A common question that clients ask is what they should be doing in the first few days following an ankle sprain. Taking the right steps in the few days and weeks following such an injury can make a large difference to recovery time.
Do you need an Xray? There are a few rules to follow when considering whether you need further investigation or imaging. If you have severe pain and are unable to weight bear or are struggling to take a few steps, especially with a forceful injury, we would recommend seeking medical advice sooner rather than later. The medical professional you see will use guidelines such as the Ottowa rules to determine whether further imaging is indicated.
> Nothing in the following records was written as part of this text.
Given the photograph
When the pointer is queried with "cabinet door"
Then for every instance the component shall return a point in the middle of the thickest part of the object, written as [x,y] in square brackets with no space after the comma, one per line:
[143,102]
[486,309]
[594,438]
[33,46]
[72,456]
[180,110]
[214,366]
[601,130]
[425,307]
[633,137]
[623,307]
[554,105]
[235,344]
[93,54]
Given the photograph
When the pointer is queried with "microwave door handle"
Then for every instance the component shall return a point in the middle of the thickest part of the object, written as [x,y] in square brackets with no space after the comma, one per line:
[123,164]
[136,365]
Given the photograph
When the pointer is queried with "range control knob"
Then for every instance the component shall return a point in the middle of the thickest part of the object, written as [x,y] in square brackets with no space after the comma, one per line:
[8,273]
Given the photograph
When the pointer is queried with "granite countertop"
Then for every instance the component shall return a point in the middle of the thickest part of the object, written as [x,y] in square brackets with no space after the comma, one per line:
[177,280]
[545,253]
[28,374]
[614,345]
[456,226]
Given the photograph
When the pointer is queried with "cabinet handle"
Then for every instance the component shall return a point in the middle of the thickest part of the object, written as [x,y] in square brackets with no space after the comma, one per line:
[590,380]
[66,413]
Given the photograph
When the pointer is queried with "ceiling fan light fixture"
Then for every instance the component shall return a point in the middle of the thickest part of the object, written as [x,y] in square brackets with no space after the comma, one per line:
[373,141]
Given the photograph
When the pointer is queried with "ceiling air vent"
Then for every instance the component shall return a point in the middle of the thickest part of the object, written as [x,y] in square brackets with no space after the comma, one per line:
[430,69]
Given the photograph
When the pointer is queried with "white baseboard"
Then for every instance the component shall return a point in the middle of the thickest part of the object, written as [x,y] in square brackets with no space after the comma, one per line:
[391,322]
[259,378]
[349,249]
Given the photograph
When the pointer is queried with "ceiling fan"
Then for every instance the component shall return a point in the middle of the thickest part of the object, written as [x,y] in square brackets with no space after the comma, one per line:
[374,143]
Using an ice pack or cold pack in the week or two after injury has proven useful for pain relief, reduction of swelling and improved function. You should only use this method if you haven’t lost the feeling in your skin. Always make sure you wrap the cold compress in a towel to protect your skin. You can use a compress for upto 20 minutes every 2 hours. Do check your skin regularly during this period to make sure you don’t burn.
Compression of the area from your foot to knee is a useful strategy to reduce swelling in the first two weeks after injury and improve overall recovery time. A stirrup brace or lace support are more effective than a tubular compression bandage. You can also combine these by wearing a tubular support under a stirrup brace to enhance the effect. Remember to keep your toes visible to make sure you are able to see that your toes don’t lose blood flow. This means your compression is too tight!
Keep yourself moving within reason!
Early mobilization with you putting weight through your foot and ankle within your own pain threshold is much better than rest for better recovery time and return to full function or sport. Keeping moving, within reason, can also help reduce swelling and improve circulation. This will help provide the area with the nutrients it needs for recovery.
Try gentle range of movement exercises in the first week following injury, e.g. ankle circles or ankle pumps. As your pain improves, gradually increase activity and exercise. Seek advice from your friendly physiotherapist if you need further assistance with treatment or rehabilitation!
Some people find that basic pain relieving and/or anti-inflammatory medication helps manage their symptoms while they recover. Your pharmacist at your local chemist is a great point of initial contact if you are unsure what would be useful for you and what you may or may not be able to safely take with any other medication you may be on.
Depending on the severity of the injury, recovery can take anything from 2 weeks to several months. The first week following ankle sprain should mainly concentrate on swelling and pain control and getting the ankle moving gently. A physiotherapist will be able to help with treatment to help restore strength, movement and control with the aim of getting you back function and sport and most importantly, to reduce the risk of reoccurence.